Daniel Cotton (born 8 April 1988) in Peterborough, England and is a former professional footballer at Boston United, who plays for Cambridge City F.C. in the Northern Premier League Midlands Division.

==Career==
A right-sided winger, Cotton signed for Boston United on 6 October 2006 from hometown club Blackstones, after impressing manager Steve Evans in a pre-season friendly game against the Pilgrims. He made his debut against Bristol Rovers the following day, coming on as a substitute in the second half. Ten days later he started the Football League Trophy match against Brighton & Hove Albion
However, he made only one more appearance as a substitute on 28 October before leaving the club in January 2007, after which he rejoined Blackstones.

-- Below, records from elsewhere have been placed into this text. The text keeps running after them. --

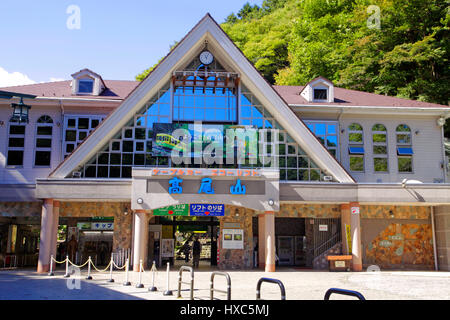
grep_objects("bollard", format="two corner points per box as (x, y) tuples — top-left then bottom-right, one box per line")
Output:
(48, 255), (54, 276)
(136, 260), (144, 288)
(256, 277), (286, 300)
(86, 256), (92, 280)
(123, 258), (131, 286)
(163, 262), (173, 296)
(177, 266), (194, 300)
(210, 271), (231, 300)
(148, 261), (157, 292)
(63, 255), (70, 278)
(107, 256), (114, 283)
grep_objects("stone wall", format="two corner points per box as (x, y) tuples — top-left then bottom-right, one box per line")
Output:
(59, 202), (133, 251)
(361, 205), (433, 270)
(218, 205), (255, 270)
(0, 202), (42, 217)
(279, 204), (340, 218)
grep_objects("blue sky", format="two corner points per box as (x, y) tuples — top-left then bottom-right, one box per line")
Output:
(0, 0), (261, 86)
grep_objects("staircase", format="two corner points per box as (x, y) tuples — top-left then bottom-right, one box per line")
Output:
(313, 241), (343, 270)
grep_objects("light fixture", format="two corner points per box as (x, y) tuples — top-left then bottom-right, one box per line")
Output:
(137, 198), (144, 205)
(11, 97), (32, 124)
(437, 117), (446, 127)
(415, 130), (420, 135)
(268, 199), (274, 206)
(389, 210), (395, 218)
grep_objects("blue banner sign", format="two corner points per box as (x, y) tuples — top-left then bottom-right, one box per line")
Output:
(190, 204), (225, 216)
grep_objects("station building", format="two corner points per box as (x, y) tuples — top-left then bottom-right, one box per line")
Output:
(1, 14), (450, 273)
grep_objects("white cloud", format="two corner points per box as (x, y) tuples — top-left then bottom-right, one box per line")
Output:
(49, 77), (65, 82)
(0, 67), (36, 87)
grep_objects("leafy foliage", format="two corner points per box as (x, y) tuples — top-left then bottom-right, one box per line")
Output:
(136, 0), (449, 107)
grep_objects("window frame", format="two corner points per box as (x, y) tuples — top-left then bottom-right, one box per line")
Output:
(304, 120), (339, 161)
(77, 78), (94, 95)
(372, 124), (389, 173)
(348, 123), (364, 172)
(34, 115), (54, 167)
(396, 124), (413, 173)
(6, 118), (26, 167)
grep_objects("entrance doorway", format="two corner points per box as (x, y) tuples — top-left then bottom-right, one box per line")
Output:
(149, 216), (219, 269)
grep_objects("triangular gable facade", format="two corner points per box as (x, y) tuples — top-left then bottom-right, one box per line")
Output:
(50, 14), (354, 183)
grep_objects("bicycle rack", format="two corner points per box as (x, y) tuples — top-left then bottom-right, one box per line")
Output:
(256, 277), (286, 300)
(177, 265), (194, 300)
(324, 288), (366, 300)
(210, 271), (231, 300)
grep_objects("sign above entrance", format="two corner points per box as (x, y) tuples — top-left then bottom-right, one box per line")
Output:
(153, 204), (189, 216)
(190, 204), (224, 216)
(151, 168), (262, 178)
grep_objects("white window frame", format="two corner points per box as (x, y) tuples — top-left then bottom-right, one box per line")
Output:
(34, 115), (54, 167)
(77, 78), (94, 95)
(304, 120), (339, 161)
(6, 118), (26, 167)
(348, 123), (364, 172)
(372, 124), (388, 173)
(396, 124), (413, 173)
(62, 115), (105, 158)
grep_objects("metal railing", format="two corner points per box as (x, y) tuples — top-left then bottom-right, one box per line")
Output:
(313, 218), (342, 259)
(177, 266), (194, 300)
(324, 288), (366, 300)
(256, 278), (286, 300)
(210, 271), (231, 300)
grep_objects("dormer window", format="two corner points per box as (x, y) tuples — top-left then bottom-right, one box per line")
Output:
(300, 76), (334, 103)
(313, 88), (327, 100)
(78, 79), (94, 94)
(71, 68), (106, 96)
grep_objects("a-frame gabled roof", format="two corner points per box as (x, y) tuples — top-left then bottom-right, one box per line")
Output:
(50, 13), (354, 183)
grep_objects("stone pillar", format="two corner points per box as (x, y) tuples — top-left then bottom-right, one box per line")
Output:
(258, 211), (275, 272)
(133, 210), (149, 271)
(37, 199), (54, 273)
(340, 204), (351, 255)
(349, 202), (362, 271)
(49, 201), (60, 270)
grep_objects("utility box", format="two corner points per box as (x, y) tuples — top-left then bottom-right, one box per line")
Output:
(326, 255), (352, 272)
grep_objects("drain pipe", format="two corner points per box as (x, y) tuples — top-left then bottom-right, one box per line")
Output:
(431, 206), (439, 271)
(59, 99), (65, 163)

He subsequently joined Stamford in 2008, playing in the Evo Stick Division One South scoring 50 goals for the club. He then had a short spell at Soham Town Rangers playing in the Ryman Division One League. The following season, he joined Spalding United and won the United Counties Premier Division along with the League Cup. In 2014, he made the move to fellow United Counties Premier Division side Yaxley FC winning the league title in 2017/18 and securing promotion to the Bet Victor Southern League Central Division. After 8 years with Yaxley FC in 2022 he signed for fellow Northern Premier Midlands Division side Cambridge City FC.